By George Psyllides
CLOSE to 300 old Bank of Cyprus shareholders have filed a request seeking a court order preventing a share capital increase before the “real” value of their shares was restored.
Numbering approximately 88,000, the bank’s old shareholders saw their shares’ value diminished to 1.0 per cent in March 2013 when the bank was restructured following a conversion of 47.5 per cent of uninsured deposits into equity, the absorption of failed Laiki bank and the selling off of the bank’s Greek operations to Piraeus bank.
The 285 shareholders want an injunction banning the increase in share capital before the value of their stock was restored to the level of March 15, 2013 or else suspend an extraordinary general meeting scheduled for the end of the month.
The shareholders also filed a lawsuit against the lender, the state, the Central Bank, and Laiki’s administrator
They want a court statement saying the composition of the shareholding is wrong due to the wrong calculations.
The court ordered the Bank of Cyprus, Laiki, and the administrator, to submit their objections by August 20 and scheduled a hearing two days later.
The move was expected after it had been announced at the end of July.
The EGM at the end of the month was called to approve a capital increase of about €1 billion pledged by foreign investors and the European Bank of Reconstruction and Development.
In an issuer comment, Moody’s ratings agency had said the bank’s successful completion of the first phase of its €1bn capital increase “is credit positive because it will improve the bank’s liquidity and funding position, strengthen depositor confidence and potentially open other funding options.”

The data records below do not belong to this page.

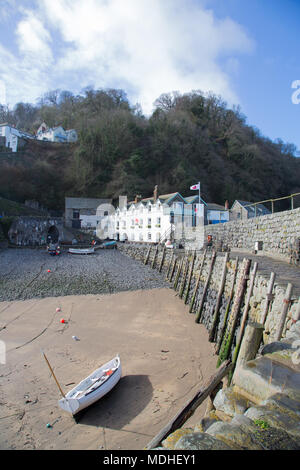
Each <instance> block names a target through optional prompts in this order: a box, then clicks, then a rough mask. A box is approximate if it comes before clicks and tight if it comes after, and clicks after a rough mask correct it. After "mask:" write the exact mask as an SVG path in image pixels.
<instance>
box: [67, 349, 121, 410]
mask: <svg viewBox="0 0 300 470" xmlns="http://www.w3.org/2000/svg"><path fill="white" fill-rule="evenodd" d="M121 375H122V368H121V361H120V357H119V356H116V357H115V358H113V359H112V360H111V361H109V362H107V363H106V364H104V365H103V366H101V367H99V369H97V370H95V371H94V372H93V373H92V374H91V375H89V376H88V377H87V378H85V379H84V380H82V381H81V382H80V383H79V384H78V385H76V387H74V388H73V389H72V390H70V391H69V392H68V393H67V394H66V395H65V396H64V398H62V399H61V400H59V401H58V404H59V406H60V407H61V408H62V409H63V410H65V411H67V412H69V413H71V414H72V415H73V416H74V415H76V414H77V413H78V412H79V411H81V410H83V409H84V408H87V407H88V406H90V405H92V404H93V403H95V402H96V401H97V400H99V399H100V398H102V397H103V396H104V395H106V394H107V393H108V392H109V391H110V390H111V389H112V388H113V387H115V385H117V383H118V382H119V380H120V378H121Z"/></svg>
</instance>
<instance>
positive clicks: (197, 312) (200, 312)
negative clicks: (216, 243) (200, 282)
mask: <svg viewBox="0 0 300 470" xmlns="http://www.w3.org/2000/svg"><path fill="white" fill-rule="evenodd" d="M215 260H216V252H215V251H213V253H212V257H211V262H210V267H209V272H208V276H207V279H206V282H205V285H204V289H203V294H202V298H201V302H200V305H199V307H198V311H197V314H196V317H195V322H196V323H199V322H200V319H201V313H202V308H203V305H204V300H205V296H206V292H207V289H208V285H209V281H210V278H211V273H212V270H213V267H214V264H215Z"/></svg>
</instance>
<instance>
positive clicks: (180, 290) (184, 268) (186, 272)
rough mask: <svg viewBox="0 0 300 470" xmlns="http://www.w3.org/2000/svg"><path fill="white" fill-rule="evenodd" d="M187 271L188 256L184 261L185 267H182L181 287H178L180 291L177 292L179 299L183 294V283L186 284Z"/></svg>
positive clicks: (187, 264)
mask: <svg viewBox="0 0 300 470" xmlns="http://www.w3.org/2000/svg"><path fill="white" fill-rule="evenodd" d="M188 270H189V258H188V255H187V257H186V260H185V265H184V271H183V276H182V281H181V286H180V290H179V297H180V298H181V299H182V296H183V292H184V287H185V283H186V276H187V273H188Z"/></svg>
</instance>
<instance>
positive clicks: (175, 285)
mask: <svg viewBox="0 0 300 470" xmlns="http://www.w3.org/2000/svg"><path fill="white" fill-rule="evenodd" d="M182 265H183V258H181V260H180V262H179V263H178V270H177V273H176V276H175V281H174V289H175V290H176V289H177V284H178V281H179V276H180V273H181V269H182Z"/></svg>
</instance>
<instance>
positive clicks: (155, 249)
mask: <svg viewBox="0 0 300 470" xmlns="http://www.w3.org/2000/svg"><path fill="white" fill-rule="evenodd" d="M157 252H158V245H156V249H155V252H154V256H153V260H152V264H151V268H152V269H154V266H155V261H156V256H157Z"/></svg>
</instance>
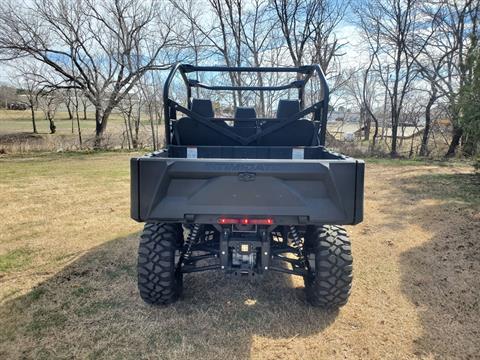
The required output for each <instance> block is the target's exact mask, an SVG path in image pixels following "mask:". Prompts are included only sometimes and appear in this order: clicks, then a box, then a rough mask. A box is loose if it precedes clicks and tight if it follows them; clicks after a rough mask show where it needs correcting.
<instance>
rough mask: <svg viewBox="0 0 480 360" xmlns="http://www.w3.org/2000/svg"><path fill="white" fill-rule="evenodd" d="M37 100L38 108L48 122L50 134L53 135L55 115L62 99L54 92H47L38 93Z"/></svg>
mask: <svg viewBox="0 0 480 360" xmlns="http://www.w3.org/2000/svg"><path fill="white" fill-rule="evenodd" d="M38 99H39V101H38V103H39V107H40V109H42V111H43V114H44V116H45V120H47V121H48V127H49V129H50V134H55V133H56V132H57V126H56V125H55V115H56V113H57V109H58V106H59V104H60V103H61V102H62V97H61V96H60V95H59V94H58V93H56V92H55V91H49V92H43V93H40V95H39V97H38Z"/></svg>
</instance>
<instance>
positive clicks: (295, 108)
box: [277, 100, 300, 119]
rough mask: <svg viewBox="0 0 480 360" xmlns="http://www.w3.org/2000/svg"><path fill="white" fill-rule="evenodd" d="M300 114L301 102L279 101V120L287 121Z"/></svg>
mask: <svg viewBox="0 0 480 360" xmlns="http://www.w3.org/2000/svg"><path fill="white" fill-rule="evenodd" d="M298 112H300V101H299V100H279V101H278V109H277V119H285V118H289V117H290V116H292V115H294V114H296V113H298Z"/></svg>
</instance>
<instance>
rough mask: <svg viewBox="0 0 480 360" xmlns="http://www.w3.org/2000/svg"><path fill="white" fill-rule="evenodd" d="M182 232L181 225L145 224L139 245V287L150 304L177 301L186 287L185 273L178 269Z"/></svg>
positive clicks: (176, 224)
mask: <svg viewBox="0 0 480 360" xmlns="http://www.w3.org/2000/svg"><path fill="white" fill-rule="evenodd" d="M182 244H183V231H182V232H181V231H180V228H179V226H178V224H156V223H146V224H145V227H144V229H143V233H142V235H141V238H140V245H139V248H138V265H137V273H138V290H139V292H140V296H141V298H142V299H143V300H144V301H145V302H146V303H149V304H154V305H166V304H171V303H173V302H175V301H176V300H177V299H178V298H179V297H180V295H181V293H182V290H183V276H182V273H181V272H179V271H177V262H178V258H179V256H178V255H179V254H178V253H179V251H180V249H181V246H182Z"/></svg>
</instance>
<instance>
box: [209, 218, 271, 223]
mask: <svg viewBox="0 0 480 360" xmlns="http://www.w3.org/2000/svg"><path fill="white" fill-rule="evenodd" d="M218 223H219V224H221V225H230V224H240V225H272V224H273V223H274V221H273V219H272V218H264V219H249V218H219V219H218Z"/></svg>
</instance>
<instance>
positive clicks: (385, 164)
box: [364, 157, 473, 167]
mask: <svg viewBox="0 0 480 360" xmlns="http://www.w3.org/2000/svg"><path fill="white" fill-rule="evenodd" d="M364 160H365V162H366V163H367V164H378V165H385V166H420V165H426V166H431V165H435V166H445V167H455V166H472V165H473V162H472V161H471V160H460V159H425V158H417V159H391V158H388V157H386V158H376V157H369V158H364Z"/></svg>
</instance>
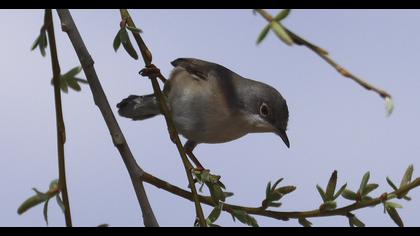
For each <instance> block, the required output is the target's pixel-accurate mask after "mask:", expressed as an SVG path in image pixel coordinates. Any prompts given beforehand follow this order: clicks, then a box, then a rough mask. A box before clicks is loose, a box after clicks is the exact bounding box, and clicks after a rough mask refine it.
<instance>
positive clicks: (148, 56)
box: [120, 9, 206, 226]
mask: <svg viewBox="0 0 420 236" xmlns="http://www.w3.org/2000/svg"><path fill="white" fill-rule="evenodd" d="M120 13H121V18H122V20H123V21H126V23H127V25H128V26H131V27H134V28H135V27H136V25H135V24H134V22H133V20H132V19H131V17H130V14H129V13H128V11H127V9H121V10H120ZM132 33H133V36H134V38H135V40H136V42H137V44H138V46H139V48H140V52H141V55H142V57H143V60H144V63H145V64H146V68H149V69H154V71H155V74H152V75H148V76H149V78H150V80H151V82H152V86H153V90H154V93H155V95H156V97H157V98H158V101H159V106H160V109H161V111H162V113H163V115H164V117H165V121H166V125H167V126H168V130H169V134H170V137H171V140H172V141H173V142H174V143H175V145H176V147H177V149H178V152H179V155H180V156H181V159H182V162H183V164H184V168H185V172H186V173H187V178H188V182H189V185H190V187H191V193H192V195H193V199H194V204H195V210H196V215H197V218H198V221H199V223H200V226H206V221H205V219H204V214H203V210H202V208H201V205H200V202H199V199H198V197H197V195H198V194H197V189H196V187H195V185H194V180H193V177H192V173H191V170H192V166H191V163H190V162H189V161H188V159H187V155H186V154H185V150H184V147H183V145H182V144H181V141H180V139H179V136H178V133H177V131H176V128H175V125H174V123H173V120H172V114H171V112H170V110H169V109H168V106H167V105H166V104H167V103H166V101H165V97H164V96H163V94H162V91H161V90H160V87H159V83H158V81H157V79H156V78H157V77H158V78H160V79H162V80H165V79H164V77H163V75H162V74H161V73H160V71H159V69H158V68H157V67H155V66H154V65H153V64H152V53H151V52H150V51H149V49H148V48H147V46H146V44H145V43H144V41H143V39H142V38H141V36H140V34H139V33H138V32H132Z"/></svg>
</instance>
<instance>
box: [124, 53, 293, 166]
mask: <svg viewBox="0 0 420 236" xmlns="http://www.w3.org/2000/svg"><path fill="white" fill-rule="evenodd" d="M171 64H172V65H173V66H174V67H175V68H174V69H173V71H172V73H171V75H170V78H169V79H168V80H167V81H166V83H165V85H164V88H163V94H164V95H165V96H166V102H167V105H168V107H169V109H170V110H171V112H172V118H173V121H174V125H175V128H176V130H177V131H178V133H179V134H181V135H183V136H184V137H185V138H186V139H187V140H188V141H187V142H186V143H185V146H184V149H185V151H186V154H187V155H188V156H189V157H190V158H191V160H192V161H193V162H194V163H195V164H196V166H197V167H198V168H201V169H203V166H202V165H201V164H200V162H199V161H198V160H197V158H196V157H195V156H194V155H193V153H192V151H193V149H194V148H195V147H196V146H197V144H200V143H224V142H229V141H232V140H235V139H238V138H240V137H242V136H244V135H246V134H248V133H262V132H272V133H275V134H277V135H278V136H280V137H281V139H282V140H283V142H284V143H285V144H286V146H287V147H290V143H289V139H288V137H287V134H286V129H287V123H288V119H289V111H288V108H287V104H286V100H285V99H284V98H283V97H282V96H281V94H280V93H279V92H278V91H277V90H276V89H274V88H273V87H271V86H269V85H267V84H264V83H261V82H258V81H254V80H251V79H246V78H243V77H242V76H240V75H238V74H236V73H235V72H233V71H231V70H229V69H227V68H225V67H224V66H221V65H219V64H216V63H212V62H207V61H203V60H199V59H194V58H178V59H176V60H174V61H173V62H171ZM117 107H118V108H119V110H118V113H119V114H120V115H121V116H123V117H127V118H131V119H133V120H144V119H148V118H151V117H153V116H156V115H159V114H161V111H160V108H159V103H158V99H157V98H156V97H155V96H154V94H149V95H144V96H136V95H130V96H129V97H127V98H125V99H123V100H122V101H121V102H120V103H118V105H117Z"/></svg>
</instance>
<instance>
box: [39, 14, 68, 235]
mask: <svg viewBox="0 0 420 236" xmlns="http://www.w3.org/2000/svg"><path fill="white" fill-rule="evenodd" d="M44 26H45V27H46V29H47V33H48V41H49V42H50V52H51V65H52V71H53V81H54V100H55V114H56V122H57V151H58V176H59V178H58V186H59V189H60V192H61V194H62V196H63V204H64V216H65V219H66V226H67V227H71V226H72V222H71V213H70V203H69V197H68V192H67V182H66V167H65V159H64V143H65V142H66V130H65V127H64V119H63V108H62V106H61V91H60V77H61V74H60V73H61V72H60V64H59V62H58V56H57V46H56V43H55V36H54V25H53V19H52V12H51V9H46V10H45V18H44Z"/></svg>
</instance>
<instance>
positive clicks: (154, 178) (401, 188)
mask: <svg viewBox="0 0 420 236" xmlns="http://www.w3.org/2000/svg"><path fill="white" fill-rule="evenodd" d="M143 180H144V181H145V182H147V183H149V184H151V185H153V186H155V187H157V188H160V189H163V190H165V191H167V192H170V193H172V194H175V195H177V196H180V197H182V198H185V199H188V200H190V201H193V197H192V195H191V193H190V192H188V191H186V190H184V189H182V188H179V187H177V186H175V185H172V184H170V183H168V182H166V181H164V180H161V179H159V178H157V177H155V176H153V175H151V174H149V173H147V172H144V175H143ZM418 186H420V178H416V179H415V180H413V181H412V182H411V183H409V184H407V185H405V186H403V187H401V188H400V189H398V190H396V191H393V192H391V193H384V194H381V195H380V196H379V197H377V198H373V199H371V200H367V201H362V202H355V203H353V204H350V205H348V206H344V207H341V208H337V209H334V210H330V211H326V210H324V211H322V210H319V209H315V210H310V211H271V210H266V209H264V208H262V207H245V206H239V205H233V204H227V203H224V204H223V210H224V211H226V212H229V213H232V212H233V210H243V211H246V212H247V213H248V214H253V215H260V216H265V217H270V218H274V219H278V220H285V221H287V220H289V219H300V218H311V217H326V216H347V215H348V213H349V212H351V211H354V210H358V209H362V208H366V207H371V206H376V205H378V204H380V203H382V202H385V201H386V200H390V199H393V198H396V197H398V196H399V195H401V194H403V193H407V192H408V191H410V190H412V189H414V188H416V187H418ZM198 197H199V200H200V202H202V203H204V204H206V205H209V206H213V207H215V206H216V204H214V201H213V200H212V198H211V197H207V196H202V195H198Z"/></svg>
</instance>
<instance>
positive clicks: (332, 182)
mask: <svg viewBox="0 0 420 236" xmlns="http://www.w3.org/2000/svg"><path fill="white" fill-rule="evenodd" d="M336 186H337V171H336V170H335V171H334V172H333V173H332V175H331V177H330V180H329V181H328V185H327V189H326V190H325V198H326V199H327V200H328V201H330V200H333V198H334V192H335V187H336Z"/></svg>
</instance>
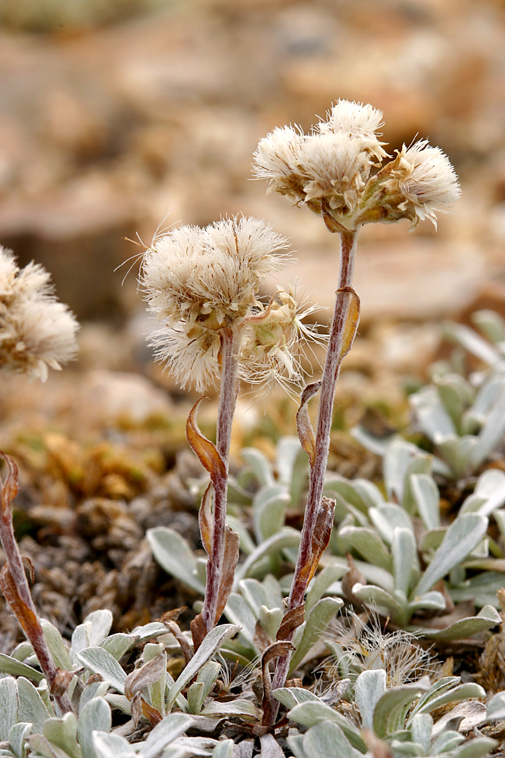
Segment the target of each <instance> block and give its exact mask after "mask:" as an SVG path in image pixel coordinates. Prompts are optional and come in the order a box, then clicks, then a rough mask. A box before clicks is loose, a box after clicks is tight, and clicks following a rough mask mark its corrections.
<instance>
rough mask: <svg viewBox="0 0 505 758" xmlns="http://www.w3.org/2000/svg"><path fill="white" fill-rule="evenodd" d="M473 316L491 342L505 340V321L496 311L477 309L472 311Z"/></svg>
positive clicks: (475, 323) (480, 328)
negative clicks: (476, 309) (481, 309)
mask: <svg viewBox="0 0 505 758" xmlns="http://www.w3.org/2000/svg"><path fill="white" fill-rule="evenodd" d="M471 318H472V321H473V323H474V324H475V325H476V326H478V327H479V329H480V330H481V331H482V332H483V333H484V336H485V337H487V338H488V340H489V341H490V342H503V341H504V340H505V321H504V320H503V318H502V317H501V316H500V314H499V313H496V311H491V310H481V311H476V312H475V313H472V316H471Z"/></svg>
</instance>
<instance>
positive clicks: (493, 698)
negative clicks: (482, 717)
mask: <svg viewBox="0 0 505 758" xmlns="http://www.w3.org/2000/svg"><path fill="white" fill-rule="evenodd" d="M486 720H487V721H503V720H505V692H497V693H496V695H494V696H493V697H492V698H491V700H490V701H489V703H488V704H487V709H486Z"/></svg>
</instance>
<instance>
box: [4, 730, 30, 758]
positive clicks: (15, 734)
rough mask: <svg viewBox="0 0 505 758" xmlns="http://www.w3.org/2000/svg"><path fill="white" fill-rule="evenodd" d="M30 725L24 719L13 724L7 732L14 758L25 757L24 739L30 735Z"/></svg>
mask: <svg viewBox="0 0 505 758" xmlns="http://www.w3.org/2000/svg"><path fill="white" fill-rule="evenodd" d="M31 730H32V725H31V724H27V723H26V722H24V721H20V722H18V723H17V724H14V726H13V727H12V729H11V730H10V732H9V743H10V746H11V748H12V752H13V753H14V755H15V756H16V758H26V740H27V739H28V737H29V736H30V732H31Z"/></svg>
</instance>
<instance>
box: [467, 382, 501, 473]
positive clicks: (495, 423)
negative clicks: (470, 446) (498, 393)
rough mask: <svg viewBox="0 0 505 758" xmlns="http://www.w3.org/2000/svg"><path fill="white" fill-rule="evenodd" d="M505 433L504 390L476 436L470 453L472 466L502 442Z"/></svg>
mask: <svg viewBox="0 0 505 758" xmlns="http://www.w3.org/2000/svg"><path fill="white" fill-rule="evenodd" d="M504 434H505V391H504V392H502V394H501V396H500V397H499V399H498V401H497V403H496V405H495V406H494V408H493V409H492V411H491V413H490V414H489V416H488V417H487V419H486V421H485V423H484V426H483V427H482V429H481V431H480V434H479V436H478V438H477V439H478V443H477V445H476V447H475V448H474V449H473V451H472V453H471V462H472V465H473V466H474V468H477V467H478V466H480V464H481V463H483V462H484V461H485V460H486V458H487V457H488V455H489V453H491V452H492V451H493V450H495V449H496V448H497V447H499V446H500V444H501V443H503V436H504Z"/></svg>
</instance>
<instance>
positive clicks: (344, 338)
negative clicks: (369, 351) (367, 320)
mask: <svg viewBox="0 0 505 758" xmlns="http://www.w3.org/2000/svg"><path fill="white" fill-rule="evenodd" d="M337 298H338V299H339V300H340V302H341V303H342V305H343V306H344V307H345V308H346V310H347V313H346V317H345V324H344V335H343V338H342V347H341V348H340V355H339V360H342V358H345V356H346V355H347V353H348V352H349V350H350V349H351V347H352V343H353V342H354V337H355V336H356V332H357V330H358V324H359V315H360V309H361V306H360V299H359V297H358V295H357V294H356V292H355V290H354V289H353V288H352V287H342V288H341V289H339V290H337Z"/></svg>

Moody’s said the additional capital would help BoC pass the EBA stress tests and withstand losses stemming from the high level of NPLs, which hovered around 55 per cent
Meanwhile the bank’s dependence on Emergency Liquidity Assistance (ELA) recorded a further decrease to €8.68 billion in July from €8.78 billion the previous month, according to figures released by the Central Bank. In May, ELA amounted to €9.23 billion whereas in April it was €9.4 billion.